A fire danger sign shows conditions are extreme near Little Dell Reservoir on Wednesday, June 16, 2021. Utah Department of Transportation crews repair damage to U.S. 89 in Layton after a section of the highway buckled late Monday afternoon. The impacted highway lane has since reopened. | Kristin Murphy, Deseret News

A section of U.S. 89 in Davis County is open again after crews repaired parts of the roadway that buckled in the heat late Monday afternoon, a day after another heat-related road-buckling incident in the same area, state transportation officials said.

Utah Department of Transportation crews received a report of the highway buckling near 3000 North in Layton shortly after 5 p.m.

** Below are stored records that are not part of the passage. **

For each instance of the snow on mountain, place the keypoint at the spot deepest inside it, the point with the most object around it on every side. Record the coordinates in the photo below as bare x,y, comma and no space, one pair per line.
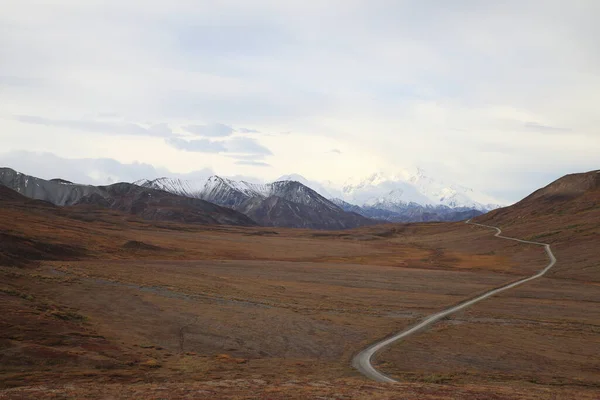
403,187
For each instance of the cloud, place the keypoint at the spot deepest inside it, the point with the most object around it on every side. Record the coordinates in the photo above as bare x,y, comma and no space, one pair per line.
253,157
102,127
334,75
248,131
197,145
245,145
241,146
545,128
253,163
213,130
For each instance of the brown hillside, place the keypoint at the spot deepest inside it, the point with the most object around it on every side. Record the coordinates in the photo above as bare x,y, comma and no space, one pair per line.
565,214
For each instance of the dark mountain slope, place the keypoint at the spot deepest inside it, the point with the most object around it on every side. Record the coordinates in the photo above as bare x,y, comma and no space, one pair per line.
132,199
277,211
565,214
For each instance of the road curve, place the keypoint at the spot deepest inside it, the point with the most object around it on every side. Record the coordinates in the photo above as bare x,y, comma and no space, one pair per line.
362,361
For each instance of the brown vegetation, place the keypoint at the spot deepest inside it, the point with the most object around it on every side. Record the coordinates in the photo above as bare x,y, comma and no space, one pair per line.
98,303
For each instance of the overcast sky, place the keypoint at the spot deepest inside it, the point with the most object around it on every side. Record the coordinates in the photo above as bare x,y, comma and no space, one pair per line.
499,96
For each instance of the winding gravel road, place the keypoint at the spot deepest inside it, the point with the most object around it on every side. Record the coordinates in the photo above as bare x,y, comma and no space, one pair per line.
362,361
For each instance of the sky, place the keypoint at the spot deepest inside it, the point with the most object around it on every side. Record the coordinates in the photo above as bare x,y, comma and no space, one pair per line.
503,97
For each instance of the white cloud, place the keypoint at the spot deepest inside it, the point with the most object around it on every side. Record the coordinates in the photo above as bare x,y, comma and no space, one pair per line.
492,87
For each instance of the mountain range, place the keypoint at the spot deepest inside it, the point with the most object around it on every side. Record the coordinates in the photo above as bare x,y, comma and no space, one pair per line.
291,201
400,197
281,203
125,197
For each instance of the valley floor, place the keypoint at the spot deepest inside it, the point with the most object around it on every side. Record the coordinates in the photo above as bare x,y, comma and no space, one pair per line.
181,311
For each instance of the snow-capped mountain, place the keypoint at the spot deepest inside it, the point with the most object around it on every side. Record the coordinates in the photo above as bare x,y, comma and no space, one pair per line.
402,196
393,191
284,203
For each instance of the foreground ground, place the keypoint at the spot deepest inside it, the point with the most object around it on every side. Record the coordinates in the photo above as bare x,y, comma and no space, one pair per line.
133,309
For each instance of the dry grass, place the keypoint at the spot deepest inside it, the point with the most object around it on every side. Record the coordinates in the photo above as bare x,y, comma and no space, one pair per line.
139,306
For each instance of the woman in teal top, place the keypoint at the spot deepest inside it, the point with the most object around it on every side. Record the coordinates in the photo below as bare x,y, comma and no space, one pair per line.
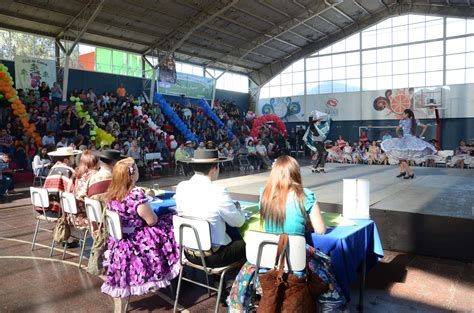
285,206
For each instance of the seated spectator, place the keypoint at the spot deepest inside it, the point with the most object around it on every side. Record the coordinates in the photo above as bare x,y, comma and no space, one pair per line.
288,208
6,142
200,197
386,135
346,153
60,178
147,257
373,154
56,94
5,180
48,139
53,124
180,156
363,138
253,157
41,163
100,181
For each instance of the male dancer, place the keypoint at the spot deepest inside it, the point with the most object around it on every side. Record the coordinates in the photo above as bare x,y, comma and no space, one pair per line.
319,126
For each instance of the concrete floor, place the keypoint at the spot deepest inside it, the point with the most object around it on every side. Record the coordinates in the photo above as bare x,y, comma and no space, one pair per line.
34,282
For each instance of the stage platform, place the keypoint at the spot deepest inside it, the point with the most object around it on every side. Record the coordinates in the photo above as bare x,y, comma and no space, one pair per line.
431,214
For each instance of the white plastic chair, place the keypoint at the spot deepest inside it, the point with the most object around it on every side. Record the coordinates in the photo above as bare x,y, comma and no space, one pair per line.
69,206
195,234
40,198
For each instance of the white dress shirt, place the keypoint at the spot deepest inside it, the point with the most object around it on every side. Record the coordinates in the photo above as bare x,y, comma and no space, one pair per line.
199,197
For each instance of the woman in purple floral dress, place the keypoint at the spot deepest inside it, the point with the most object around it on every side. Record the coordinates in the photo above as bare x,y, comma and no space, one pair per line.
147,255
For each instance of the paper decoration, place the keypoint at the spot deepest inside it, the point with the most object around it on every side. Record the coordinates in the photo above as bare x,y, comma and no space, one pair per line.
356,198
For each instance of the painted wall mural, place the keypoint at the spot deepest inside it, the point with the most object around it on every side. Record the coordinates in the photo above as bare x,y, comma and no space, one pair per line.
456,101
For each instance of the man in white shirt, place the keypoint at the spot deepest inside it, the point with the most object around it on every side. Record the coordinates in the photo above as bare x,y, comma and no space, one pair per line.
200,197
49,140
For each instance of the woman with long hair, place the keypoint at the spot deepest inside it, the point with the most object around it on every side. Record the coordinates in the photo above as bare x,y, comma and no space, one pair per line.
407,147
288,208
147,255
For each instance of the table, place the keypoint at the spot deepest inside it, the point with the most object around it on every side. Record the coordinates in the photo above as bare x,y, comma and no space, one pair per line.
353,245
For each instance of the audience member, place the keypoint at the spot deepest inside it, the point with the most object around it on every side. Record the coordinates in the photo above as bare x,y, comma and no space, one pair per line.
60,178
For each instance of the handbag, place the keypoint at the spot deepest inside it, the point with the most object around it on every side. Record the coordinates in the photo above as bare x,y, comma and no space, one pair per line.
62,230
286,292
96,258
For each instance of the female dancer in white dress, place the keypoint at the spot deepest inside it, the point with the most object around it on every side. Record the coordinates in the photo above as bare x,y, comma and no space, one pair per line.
408,147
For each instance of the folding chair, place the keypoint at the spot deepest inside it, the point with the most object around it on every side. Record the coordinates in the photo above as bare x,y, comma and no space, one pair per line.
69,206
262,249
40,198
193,233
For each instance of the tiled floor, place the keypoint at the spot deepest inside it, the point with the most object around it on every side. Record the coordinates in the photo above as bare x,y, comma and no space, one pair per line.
31,281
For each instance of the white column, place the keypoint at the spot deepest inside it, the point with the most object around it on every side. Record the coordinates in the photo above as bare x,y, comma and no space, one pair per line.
65,76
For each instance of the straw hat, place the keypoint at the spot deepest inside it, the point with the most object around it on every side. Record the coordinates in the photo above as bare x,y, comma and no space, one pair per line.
64,151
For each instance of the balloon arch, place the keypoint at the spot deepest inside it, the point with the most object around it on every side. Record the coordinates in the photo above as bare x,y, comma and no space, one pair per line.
266,119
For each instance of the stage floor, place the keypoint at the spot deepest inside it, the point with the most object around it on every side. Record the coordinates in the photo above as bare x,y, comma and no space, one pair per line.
433,191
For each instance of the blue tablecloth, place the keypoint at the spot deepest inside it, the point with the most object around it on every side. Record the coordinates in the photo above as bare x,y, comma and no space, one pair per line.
348,246
163,206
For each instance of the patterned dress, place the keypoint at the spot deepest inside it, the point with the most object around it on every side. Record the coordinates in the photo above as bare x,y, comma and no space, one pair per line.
147,258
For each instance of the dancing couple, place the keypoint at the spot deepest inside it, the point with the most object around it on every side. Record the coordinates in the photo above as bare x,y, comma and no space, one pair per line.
316,134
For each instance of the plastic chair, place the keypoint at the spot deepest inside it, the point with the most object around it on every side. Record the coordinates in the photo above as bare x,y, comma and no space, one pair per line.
192,233
38,175
40,198
69,206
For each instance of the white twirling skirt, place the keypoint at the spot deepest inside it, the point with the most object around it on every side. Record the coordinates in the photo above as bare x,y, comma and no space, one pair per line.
407,148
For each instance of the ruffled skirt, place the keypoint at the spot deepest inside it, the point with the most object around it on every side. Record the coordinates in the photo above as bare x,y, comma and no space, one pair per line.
407,148
141,261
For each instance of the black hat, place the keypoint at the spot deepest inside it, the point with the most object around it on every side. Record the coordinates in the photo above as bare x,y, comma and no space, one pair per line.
113,155
206,156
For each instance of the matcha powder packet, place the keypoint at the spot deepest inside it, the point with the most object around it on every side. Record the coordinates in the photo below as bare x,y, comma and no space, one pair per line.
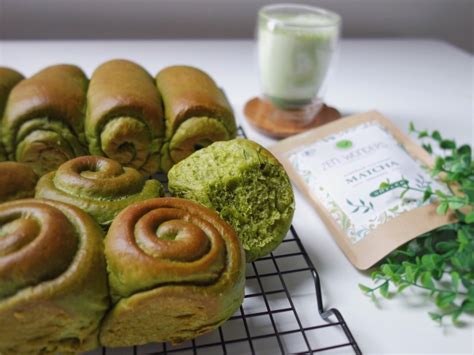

The damage stretched across concrete panels in one of the southbound lanes, according to UDOT spokesman John Gleason.

"With concrete panels, there's an expansion joint that separates them. That allows the panels to breathe. When it gets warmer, they expand; and when it gets colder, they contract," he explained. "Sometimes when there's grit or dirt (or) stones, they clog up those expansion joints. It doesn't leave room for the panels to expand, so they basically move in on themselves."

Crews repair this type of damage by "cutting out" the impact section and patching it up, he added. It's a process that takes a few hours to complete, as was the case on Monday.

The incident came after temperatures across the Wasatch Front climbed into the upper 90s and low 100s for the fourth straight day, which is when these types of incidents tend to happen across the region. In fact, UDOT crews were called in Sunday to repair road-buckling damage to the overpass that connects state Route 193 and southbound U.S. 89, a section just north of where Monday's incident occurred.

Heat waves caused similar road buckles on I-15 in Centerville last year and I-215 in Salt Lake County in 2021. The current seven-day forecast shows no signs of the ongoing heat stopping over the next week, so more cases could pop up in the near future, especially in areas with older pavements.

"This is the time of year — the first and second week of July — that we really start seeing these buckling situations happen on the roads," Gleason said. "There's an extended period of time where the temperatures are really high, especially if it's not cooling down much overnight. That's when we see the road damage that we've seen here a couple of times over the past week or two."

He adds that if anyone sees road damage, which looks like "crumbling pavement" by an expansion joint, should contact UDOT about it as soon as possible so crews can repair the damage. The agency's primary phone number is 801-965-4000.